A Global Leadership Opportunity
The UK is positioned to lead global efforts in responsible AI deployment. The Stanford AI Index report identifies knowledge gaps and regulatory uncertainty as the primary barriers to AI implementation worldwide—areas where the UK's unified health system and innovative regulatory approaches provide significant advantages.
"We generally could lead globally within this space," notes Robin. "Because we've got airlock, we've got the research that's happening here, we have a fantastic NHS business, we have the NHS which is slightly more unified than other ecosystems around the world."
The MHRA AI Airlock, which allows for controlled testing of AI systems in real-world settings while maintaining regulatory oversight, represents a potentially game-changing approach to bridging the gap between AI development and deployment.
Beyond the Technology: Building AI Literacy
Effective AI deployment requires more than technological solutions—it demands a workforce prepared to work alongside AI systems. This means developing AI literacy not just among technical staff, but across the entire healthcare organization.
"We need to build that capability around AI," explains Prof. Lowe, "and kind of figure that down a little bit further, building up the digital literacy across your entire organization, across the entire life cycle."
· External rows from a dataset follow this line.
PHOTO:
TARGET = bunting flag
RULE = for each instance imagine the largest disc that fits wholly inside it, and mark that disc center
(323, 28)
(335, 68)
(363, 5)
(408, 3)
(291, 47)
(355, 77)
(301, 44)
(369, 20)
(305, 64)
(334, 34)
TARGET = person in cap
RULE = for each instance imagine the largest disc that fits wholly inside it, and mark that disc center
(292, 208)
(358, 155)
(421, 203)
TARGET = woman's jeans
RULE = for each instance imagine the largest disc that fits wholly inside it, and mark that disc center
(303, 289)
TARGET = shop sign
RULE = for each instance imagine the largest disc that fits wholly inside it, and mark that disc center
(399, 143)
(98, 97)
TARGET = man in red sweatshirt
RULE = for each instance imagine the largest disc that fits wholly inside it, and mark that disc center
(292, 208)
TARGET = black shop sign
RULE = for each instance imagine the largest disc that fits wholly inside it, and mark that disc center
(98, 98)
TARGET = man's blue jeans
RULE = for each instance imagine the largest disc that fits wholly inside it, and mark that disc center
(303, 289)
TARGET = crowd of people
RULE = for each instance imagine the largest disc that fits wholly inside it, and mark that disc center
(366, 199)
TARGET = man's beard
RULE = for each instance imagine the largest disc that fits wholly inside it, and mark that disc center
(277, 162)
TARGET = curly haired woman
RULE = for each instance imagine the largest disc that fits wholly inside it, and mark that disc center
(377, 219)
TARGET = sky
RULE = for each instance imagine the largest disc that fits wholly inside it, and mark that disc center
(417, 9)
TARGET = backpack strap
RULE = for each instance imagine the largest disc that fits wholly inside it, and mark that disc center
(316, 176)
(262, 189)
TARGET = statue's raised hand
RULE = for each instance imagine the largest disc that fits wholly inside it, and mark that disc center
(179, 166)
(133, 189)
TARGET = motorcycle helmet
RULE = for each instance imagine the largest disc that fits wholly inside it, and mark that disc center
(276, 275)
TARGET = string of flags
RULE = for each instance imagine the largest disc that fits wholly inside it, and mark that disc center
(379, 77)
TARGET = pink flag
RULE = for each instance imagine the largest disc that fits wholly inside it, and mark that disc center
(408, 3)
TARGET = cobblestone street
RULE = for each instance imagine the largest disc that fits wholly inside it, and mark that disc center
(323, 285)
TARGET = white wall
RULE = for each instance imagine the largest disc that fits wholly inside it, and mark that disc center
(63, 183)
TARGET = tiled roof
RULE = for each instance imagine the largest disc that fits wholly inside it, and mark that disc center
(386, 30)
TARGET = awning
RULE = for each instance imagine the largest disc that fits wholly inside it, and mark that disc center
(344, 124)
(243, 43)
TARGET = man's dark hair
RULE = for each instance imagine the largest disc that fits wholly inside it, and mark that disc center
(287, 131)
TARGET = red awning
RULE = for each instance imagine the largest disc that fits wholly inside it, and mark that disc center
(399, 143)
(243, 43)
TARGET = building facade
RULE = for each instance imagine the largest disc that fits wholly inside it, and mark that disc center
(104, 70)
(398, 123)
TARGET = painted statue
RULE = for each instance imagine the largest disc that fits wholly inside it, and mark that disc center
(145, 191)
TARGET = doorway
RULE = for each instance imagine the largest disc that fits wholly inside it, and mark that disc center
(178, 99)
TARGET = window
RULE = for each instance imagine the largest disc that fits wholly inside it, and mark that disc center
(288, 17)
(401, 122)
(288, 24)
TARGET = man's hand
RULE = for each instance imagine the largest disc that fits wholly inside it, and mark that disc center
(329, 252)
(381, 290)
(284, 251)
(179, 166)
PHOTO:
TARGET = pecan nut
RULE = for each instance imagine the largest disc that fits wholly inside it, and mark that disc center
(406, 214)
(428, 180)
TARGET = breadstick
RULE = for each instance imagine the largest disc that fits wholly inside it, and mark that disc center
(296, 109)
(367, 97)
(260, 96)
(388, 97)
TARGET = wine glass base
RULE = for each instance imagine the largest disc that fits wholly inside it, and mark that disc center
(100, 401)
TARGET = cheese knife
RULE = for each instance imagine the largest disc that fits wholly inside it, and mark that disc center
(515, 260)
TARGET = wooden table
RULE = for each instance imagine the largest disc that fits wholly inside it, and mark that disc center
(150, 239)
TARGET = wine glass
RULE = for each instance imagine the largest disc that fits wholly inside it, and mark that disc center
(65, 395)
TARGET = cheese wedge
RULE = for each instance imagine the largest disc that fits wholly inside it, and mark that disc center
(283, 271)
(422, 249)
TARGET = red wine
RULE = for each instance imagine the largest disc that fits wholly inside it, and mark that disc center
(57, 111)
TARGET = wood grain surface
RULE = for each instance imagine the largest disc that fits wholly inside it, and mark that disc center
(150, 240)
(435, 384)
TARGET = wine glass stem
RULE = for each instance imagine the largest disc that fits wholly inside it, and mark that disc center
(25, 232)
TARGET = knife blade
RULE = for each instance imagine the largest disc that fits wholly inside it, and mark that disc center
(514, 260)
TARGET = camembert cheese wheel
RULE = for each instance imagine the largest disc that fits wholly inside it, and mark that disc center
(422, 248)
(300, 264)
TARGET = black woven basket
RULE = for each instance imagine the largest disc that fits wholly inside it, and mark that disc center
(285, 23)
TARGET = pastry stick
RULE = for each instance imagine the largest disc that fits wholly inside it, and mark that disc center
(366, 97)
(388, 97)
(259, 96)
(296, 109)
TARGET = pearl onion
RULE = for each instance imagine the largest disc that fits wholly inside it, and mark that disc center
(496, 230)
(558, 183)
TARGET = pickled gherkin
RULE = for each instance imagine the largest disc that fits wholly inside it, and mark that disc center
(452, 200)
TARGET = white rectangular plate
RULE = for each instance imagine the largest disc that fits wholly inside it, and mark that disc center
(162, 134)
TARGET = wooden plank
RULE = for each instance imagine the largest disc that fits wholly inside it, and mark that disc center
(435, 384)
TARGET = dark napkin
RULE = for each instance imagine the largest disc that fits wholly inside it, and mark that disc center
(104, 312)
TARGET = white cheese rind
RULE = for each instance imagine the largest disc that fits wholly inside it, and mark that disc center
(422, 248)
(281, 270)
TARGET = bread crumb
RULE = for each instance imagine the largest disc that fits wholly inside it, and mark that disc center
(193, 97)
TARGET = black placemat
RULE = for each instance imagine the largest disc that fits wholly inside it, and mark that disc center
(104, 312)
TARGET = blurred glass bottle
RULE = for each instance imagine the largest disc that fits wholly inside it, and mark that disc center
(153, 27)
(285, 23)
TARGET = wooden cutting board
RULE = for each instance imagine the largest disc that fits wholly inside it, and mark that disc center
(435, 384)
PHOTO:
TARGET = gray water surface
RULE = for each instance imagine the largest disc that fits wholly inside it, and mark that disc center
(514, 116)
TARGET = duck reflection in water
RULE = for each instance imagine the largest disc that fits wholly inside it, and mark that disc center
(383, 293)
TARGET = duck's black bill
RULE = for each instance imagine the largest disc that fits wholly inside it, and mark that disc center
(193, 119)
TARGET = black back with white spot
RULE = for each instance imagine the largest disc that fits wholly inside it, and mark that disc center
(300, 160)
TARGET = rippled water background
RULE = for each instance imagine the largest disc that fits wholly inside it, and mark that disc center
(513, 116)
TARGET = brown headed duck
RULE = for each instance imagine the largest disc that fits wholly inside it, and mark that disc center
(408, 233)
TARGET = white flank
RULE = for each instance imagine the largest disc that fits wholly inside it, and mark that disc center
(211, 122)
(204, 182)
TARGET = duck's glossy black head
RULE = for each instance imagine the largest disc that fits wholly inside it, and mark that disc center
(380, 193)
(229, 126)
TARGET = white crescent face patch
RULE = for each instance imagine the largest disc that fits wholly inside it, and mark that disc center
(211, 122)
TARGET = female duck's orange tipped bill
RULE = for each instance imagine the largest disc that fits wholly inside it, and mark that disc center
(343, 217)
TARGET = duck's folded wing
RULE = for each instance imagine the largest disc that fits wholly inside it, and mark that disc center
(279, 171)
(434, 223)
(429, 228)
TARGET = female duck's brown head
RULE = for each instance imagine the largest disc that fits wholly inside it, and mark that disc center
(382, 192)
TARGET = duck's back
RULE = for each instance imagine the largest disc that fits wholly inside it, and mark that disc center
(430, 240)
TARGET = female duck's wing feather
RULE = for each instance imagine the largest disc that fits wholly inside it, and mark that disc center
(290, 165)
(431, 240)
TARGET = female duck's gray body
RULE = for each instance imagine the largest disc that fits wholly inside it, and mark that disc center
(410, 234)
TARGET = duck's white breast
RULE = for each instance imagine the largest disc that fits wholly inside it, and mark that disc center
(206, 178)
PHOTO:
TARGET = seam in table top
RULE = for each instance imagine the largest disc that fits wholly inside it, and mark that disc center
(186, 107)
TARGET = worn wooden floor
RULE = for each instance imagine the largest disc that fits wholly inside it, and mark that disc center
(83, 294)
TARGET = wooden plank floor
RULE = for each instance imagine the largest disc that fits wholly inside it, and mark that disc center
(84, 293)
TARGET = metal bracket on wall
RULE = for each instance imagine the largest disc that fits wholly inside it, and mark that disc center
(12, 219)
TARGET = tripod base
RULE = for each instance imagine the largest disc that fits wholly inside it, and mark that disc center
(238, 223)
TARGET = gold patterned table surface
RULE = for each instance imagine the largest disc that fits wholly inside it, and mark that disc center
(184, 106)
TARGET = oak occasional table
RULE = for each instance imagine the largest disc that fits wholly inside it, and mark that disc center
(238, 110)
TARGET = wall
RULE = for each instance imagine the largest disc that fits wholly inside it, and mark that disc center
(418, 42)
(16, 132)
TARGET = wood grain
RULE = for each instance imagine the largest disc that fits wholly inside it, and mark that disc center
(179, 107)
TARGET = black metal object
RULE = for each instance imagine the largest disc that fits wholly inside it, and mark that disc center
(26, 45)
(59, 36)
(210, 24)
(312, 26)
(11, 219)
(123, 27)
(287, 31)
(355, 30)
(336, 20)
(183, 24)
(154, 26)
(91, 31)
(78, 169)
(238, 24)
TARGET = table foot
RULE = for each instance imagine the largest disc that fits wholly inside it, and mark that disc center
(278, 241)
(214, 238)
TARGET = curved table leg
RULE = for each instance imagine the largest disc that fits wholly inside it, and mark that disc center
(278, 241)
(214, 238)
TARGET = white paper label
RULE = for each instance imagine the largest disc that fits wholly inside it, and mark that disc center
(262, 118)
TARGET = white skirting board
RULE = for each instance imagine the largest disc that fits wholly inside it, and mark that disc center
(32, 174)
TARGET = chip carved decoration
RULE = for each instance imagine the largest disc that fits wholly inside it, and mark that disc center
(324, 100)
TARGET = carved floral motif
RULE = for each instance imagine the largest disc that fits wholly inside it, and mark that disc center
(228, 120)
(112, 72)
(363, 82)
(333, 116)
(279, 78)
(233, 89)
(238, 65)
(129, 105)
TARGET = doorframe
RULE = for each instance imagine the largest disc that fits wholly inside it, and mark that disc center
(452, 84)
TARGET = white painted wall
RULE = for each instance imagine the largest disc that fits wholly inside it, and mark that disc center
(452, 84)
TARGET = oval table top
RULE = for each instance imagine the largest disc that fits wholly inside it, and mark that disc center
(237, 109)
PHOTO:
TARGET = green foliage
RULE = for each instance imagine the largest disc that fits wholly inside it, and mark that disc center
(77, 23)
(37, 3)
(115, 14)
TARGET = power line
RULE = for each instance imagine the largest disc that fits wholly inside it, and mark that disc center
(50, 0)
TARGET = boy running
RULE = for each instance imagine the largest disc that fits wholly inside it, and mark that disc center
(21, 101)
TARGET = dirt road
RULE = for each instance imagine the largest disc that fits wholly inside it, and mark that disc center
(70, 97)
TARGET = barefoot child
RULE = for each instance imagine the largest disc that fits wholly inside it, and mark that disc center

This literacy includes understanding AI's limitations, recognizing signs of performance degradation, and maintaining appropriate skepticism about AI outputs. It's not about replacing clinical judgment with algorithmic decision-making, but about creating a partnership where human expertise and artificial intelligence complement each other effectively.
Conclusion: The Promise Remains
The promise of AI in healthcare remains compelling: more consistent diagnoses, reduced clinical workload, and improved patient outcomes. But realizing this promise requires acknowledging that deployment is not the end of the AI journey—it's the beginning of a new phase requiring different skills, processes, and vigilance.
As one expert noted during the panel discussion, "We're just going to have to move forward together." The path to successful healthcare AI isn't just about better algorithms or more data—it's about building the human and organizational capabilities to ensure that AI systems remain safe, effective, and beneficial long after they leave the development lab.
The question isn't whether healthcare AI will succeed, but whether we'll build the infrastructure and expertise to help it succeed safely. The stakes—improved patient care and clinical efficiency—are too high to accept anything less than systems that work reliably, transparently, and safely over time.